En algunos sentidos, soy una persona bastante conservadora. Mis gustos personales fueron moldeados en las décadas del 70 y del 80, lo que vino después no reemplazó sino que se agregó a lo que ya estaba y no me iba a abandonar. Mi primer ídolo futbolístico fue Hugo Gatti, mucho antes de que se consagrara en Unión y Boca. Su estilo único, su sentido del espectáculo y su inteligencia para jugar me enamoraron de chico, cuando jugaba de arquero y lo imitaba. Después vino la devoción por el Beto Alonso, lo que me marcaría como admirador de jugadores elegantes e inteligentes, como Aimar, Riquelme y Messi. Mi pasión por los jugadores exquisitos viene de aquella época. Como habrán podido apreciar, la música que escuchaba en los 70 me sigue resonando. Lo que se imprimió en el espíritu en mis años mozos llegó para quedarse.
Una de las adquisiciones intelectuales y afectivas más importantes de aquellos años –y que no me ha abandonado– es el amor por Charles Darwin. Leí sobre la teoría de la evolución al tiempo que cursaba la carrera de Biología y, una vez que entendí la idea de variación en la herencia y selección adaptativa, no la abandoné más. Además de la teoría, tan simple y concluyente, la historia personal de Darwin me resultó atrapante. Su mezcla de audacia moderna y timidez victoriana, el descomunal viaje del Beagle alrededor del mundo al mando del capitán Fitz Roy, el descubrimiento de que las características físicas de los pinzones variaban de isla en isla, la revelación del mecanismo evolutivo, el miedo a exponer sus ideas y ser rechazado por la sociedad, el susto que se llevó cuando un tal Wallace le consultó por la misma idea sobre la evolución, la aparición de El origen de las especies, su consagración. Es la historia extraordinaria de un hombre discreto.

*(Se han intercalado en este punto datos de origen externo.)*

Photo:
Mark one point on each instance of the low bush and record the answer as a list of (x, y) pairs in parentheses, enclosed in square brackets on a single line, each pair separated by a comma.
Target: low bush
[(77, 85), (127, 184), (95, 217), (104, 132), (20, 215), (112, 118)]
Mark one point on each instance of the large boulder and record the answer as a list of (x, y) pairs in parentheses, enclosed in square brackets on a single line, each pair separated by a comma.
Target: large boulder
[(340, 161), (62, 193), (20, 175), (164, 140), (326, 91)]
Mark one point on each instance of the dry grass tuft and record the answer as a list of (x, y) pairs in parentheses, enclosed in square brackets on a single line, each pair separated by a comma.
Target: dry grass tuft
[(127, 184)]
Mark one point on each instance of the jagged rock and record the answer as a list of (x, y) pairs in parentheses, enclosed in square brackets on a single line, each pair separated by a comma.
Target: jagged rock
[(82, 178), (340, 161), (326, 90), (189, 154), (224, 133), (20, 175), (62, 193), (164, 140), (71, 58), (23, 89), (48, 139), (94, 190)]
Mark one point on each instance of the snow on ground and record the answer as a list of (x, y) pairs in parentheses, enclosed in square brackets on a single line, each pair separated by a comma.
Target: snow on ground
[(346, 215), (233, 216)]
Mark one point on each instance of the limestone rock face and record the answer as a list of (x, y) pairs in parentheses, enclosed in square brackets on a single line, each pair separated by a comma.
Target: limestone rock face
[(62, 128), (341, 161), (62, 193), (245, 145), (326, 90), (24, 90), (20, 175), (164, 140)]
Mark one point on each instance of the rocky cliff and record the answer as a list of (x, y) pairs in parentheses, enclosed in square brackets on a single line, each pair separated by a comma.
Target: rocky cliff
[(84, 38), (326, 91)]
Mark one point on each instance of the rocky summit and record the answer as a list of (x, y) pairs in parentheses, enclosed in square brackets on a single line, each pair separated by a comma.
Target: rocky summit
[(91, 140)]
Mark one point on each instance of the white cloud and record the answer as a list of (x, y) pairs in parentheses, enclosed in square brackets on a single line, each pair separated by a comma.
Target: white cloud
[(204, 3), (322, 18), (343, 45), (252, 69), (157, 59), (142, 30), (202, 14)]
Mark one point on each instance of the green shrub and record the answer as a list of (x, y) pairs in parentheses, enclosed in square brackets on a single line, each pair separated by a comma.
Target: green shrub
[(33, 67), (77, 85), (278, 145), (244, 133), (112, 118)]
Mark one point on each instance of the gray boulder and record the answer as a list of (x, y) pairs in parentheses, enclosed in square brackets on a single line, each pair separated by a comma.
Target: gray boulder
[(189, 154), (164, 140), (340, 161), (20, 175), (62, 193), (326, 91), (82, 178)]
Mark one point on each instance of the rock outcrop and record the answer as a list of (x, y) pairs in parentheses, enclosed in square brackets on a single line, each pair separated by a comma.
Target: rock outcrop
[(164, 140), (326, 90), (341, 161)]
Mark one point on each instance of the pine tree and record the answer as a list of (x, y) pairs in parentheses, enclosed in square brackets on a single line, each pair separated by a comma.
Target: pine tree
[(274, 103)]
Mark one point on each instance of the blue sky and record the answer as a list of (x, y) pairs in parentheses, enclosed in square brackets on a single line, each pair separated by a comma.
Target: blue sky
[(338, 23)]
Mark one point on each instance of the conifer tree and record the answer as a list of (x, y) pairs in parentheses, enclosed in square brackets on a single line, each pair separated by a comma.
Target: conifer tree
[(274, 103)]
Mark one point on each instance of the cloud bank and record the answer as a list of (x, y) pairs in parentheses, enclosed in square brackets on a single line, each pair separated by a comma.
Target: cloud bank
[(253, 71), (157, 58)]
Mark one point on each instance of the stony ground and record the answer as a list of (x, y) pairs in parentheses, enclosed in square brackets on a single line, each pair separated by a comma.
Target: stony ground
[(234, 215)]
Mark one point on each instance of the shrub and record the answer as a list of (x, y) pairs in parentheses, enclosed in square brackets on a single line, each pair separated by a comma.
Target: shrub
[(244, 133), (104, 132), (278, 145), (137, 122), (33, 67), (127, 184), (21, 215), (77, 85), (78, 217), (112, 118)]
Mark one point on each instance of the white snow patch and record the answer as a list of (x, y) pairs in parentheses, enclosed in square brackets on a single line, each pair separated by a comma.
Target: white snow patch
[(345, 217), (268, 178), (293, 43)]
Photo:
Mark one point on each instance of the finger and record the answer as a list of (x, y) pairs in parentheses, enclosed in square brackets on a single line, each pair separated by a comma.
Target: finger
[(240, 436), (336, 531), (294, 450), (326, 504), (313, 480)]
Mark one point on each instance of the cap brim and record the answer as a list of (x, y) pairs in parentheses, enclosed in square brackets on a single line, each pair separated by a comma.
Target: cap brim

A Darwin le asaltó una idea tremenda, una idea que lo atormentó durante décadas. Como consecuencia de sus observaciones en su viaje en el Beagle, sacó la conclusión más radical posible: que el mundo no era como pensábamos que era. Siglos de dominio religioso en la concepción de la naturaleza y en el lugar del hombre quedaban desintegrados con lo que él dedujo de los datos. No existía la necesidad de un Dios para explicar la variedad de la vida. Todo estaba relacionado y no era siguiendo un plan divino sino como consecuencia de la misma actividad vital. La vida se explicaba a sí misma y la necesidad de un Dios quedaba desplazada a algunos misterios puntuales: el origen, la aparición de la conciencia.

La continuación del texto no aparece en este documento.